Samsung Electronics and Red Hat partner on CXL memory

Business news |
By Jean-Pierre Joosting



Samsung Electronics has announced that for the first time in the industry, it has successfully verified Compute Express Link™ (CXL™) memory operations in a real user environment with open-source software provider Red Hat, leading the expansion of its CXL memory ecosystem.

The exponential growth of data throughput and memory requirements for emerging fields like generative AI, autonomous driving and in-memory databases (IMDBs) are driving demand for systems with greater memory bandwidth and capacity.
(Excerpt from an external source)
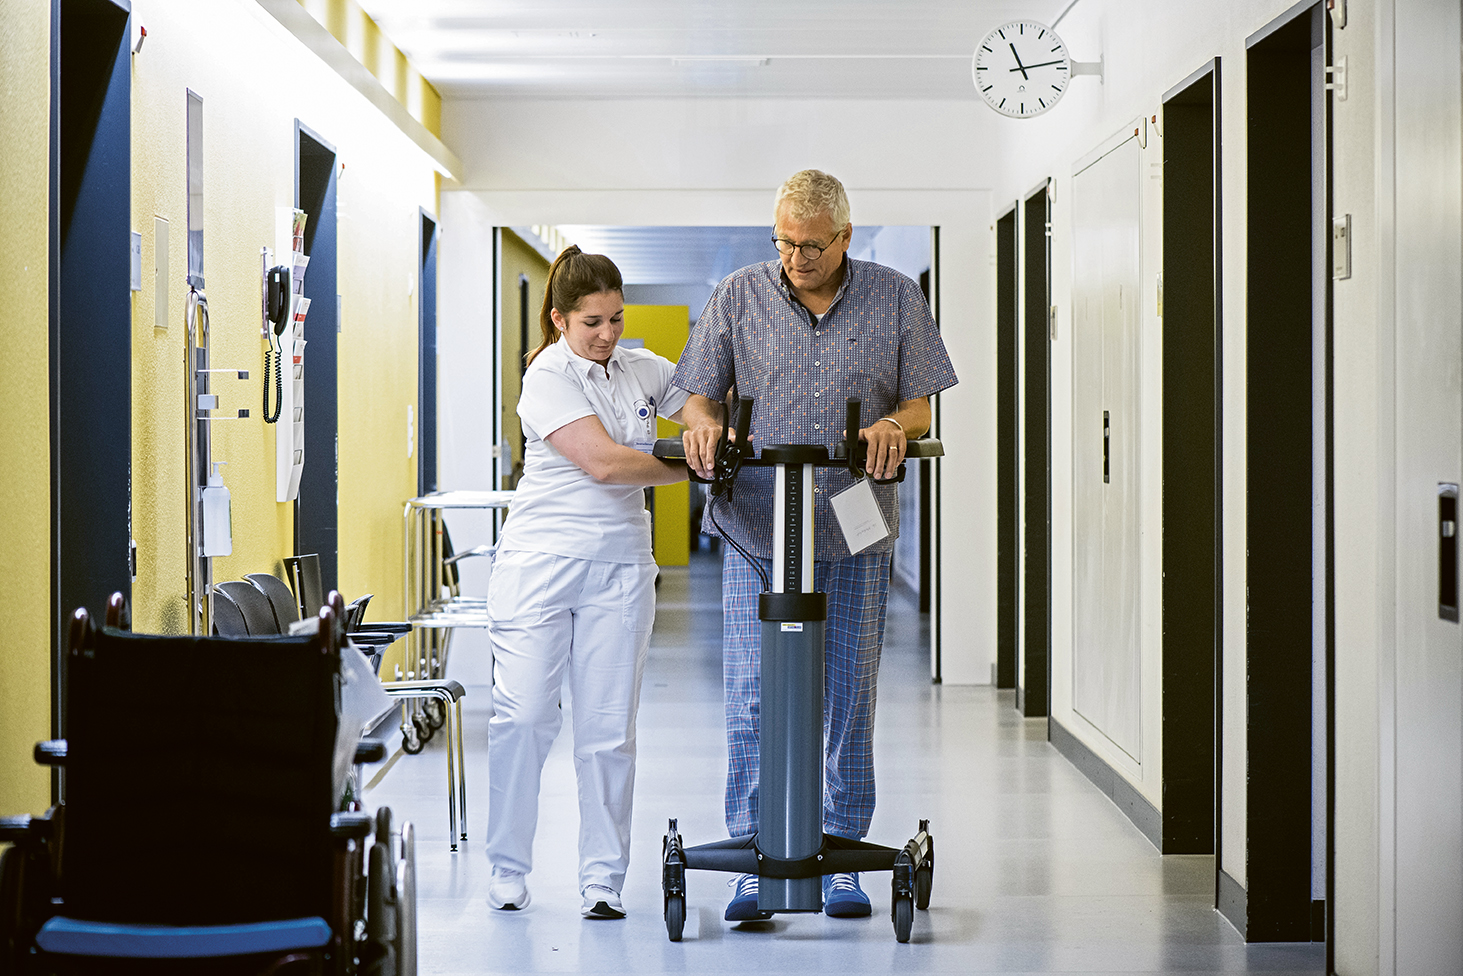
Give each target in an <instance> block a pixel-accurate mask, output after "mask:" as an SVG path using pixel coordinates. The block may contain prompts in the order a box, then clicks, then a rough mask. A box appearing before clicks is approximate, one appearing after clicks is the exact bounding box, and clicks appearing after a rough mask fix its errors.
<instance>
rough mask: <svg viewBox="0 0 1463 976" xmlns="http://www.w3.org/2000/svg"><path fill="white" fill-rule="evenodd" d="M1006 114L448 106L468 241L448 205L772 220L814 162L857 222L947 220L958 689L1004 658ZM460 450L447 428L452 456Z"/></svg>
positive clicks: (768, 110)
CXL is a unified interface standard that connects various processors, such as CPUs, GPUs and memory devices through a PCIe® interface that can serve as a solution for limitations in existing systems in terms of speed, latency and expandability.

“Samsung has been working closely with a wide range of industry partners in areas from software, data centers and servers to chipset providers, and has been at the forefront of building up the CXL memory ecosystem,” said Yongcheol Bae, Executive Vice President of Memory Product Planning at Samsung Electronics. “Our CXL partnership with Red Hat is an exemplary case of collaboration between advanced software and hardware, which will enrich and accelerate the CXL ecosystem as a whole.”

In this latest development, Samsung has optimized its CXL memory for Red Hat Enterprise Linux® (RHEL) 9.3 and verified memory recognition, read and write operations in Red Hat’s KVM and Podman environments. This allows data center clients to easily use Samsung’s CXL memory without having to make additional adjustments to their existing hardware.

“The successful verification of Samsung’s CXL Memory Expander interoperability with Red Hat Enterprise Linux is significant because it opens up the applicability of the expander to IaaS1 and PaaS2-based software provided by Red Hat,” said Marjet Andriesse, Senior Vice President and Head of Red Hat Asia Pacific. “This is an important milestone in the integration of hardware and software to build an open-source ecosystem for next-generation memory development.”

The two companies first signed a memorandum of understanding (MOU) in May 2022 to collaborate on next-generation memory and will continue their efforts through the Samsung Memory Research Center (SMRC) in developing CXL open-source and reference models. The ongoing partnership covers a range of storage and memory products, including NVMe SSDs, CXL memory, computational memory/storage and fabrics.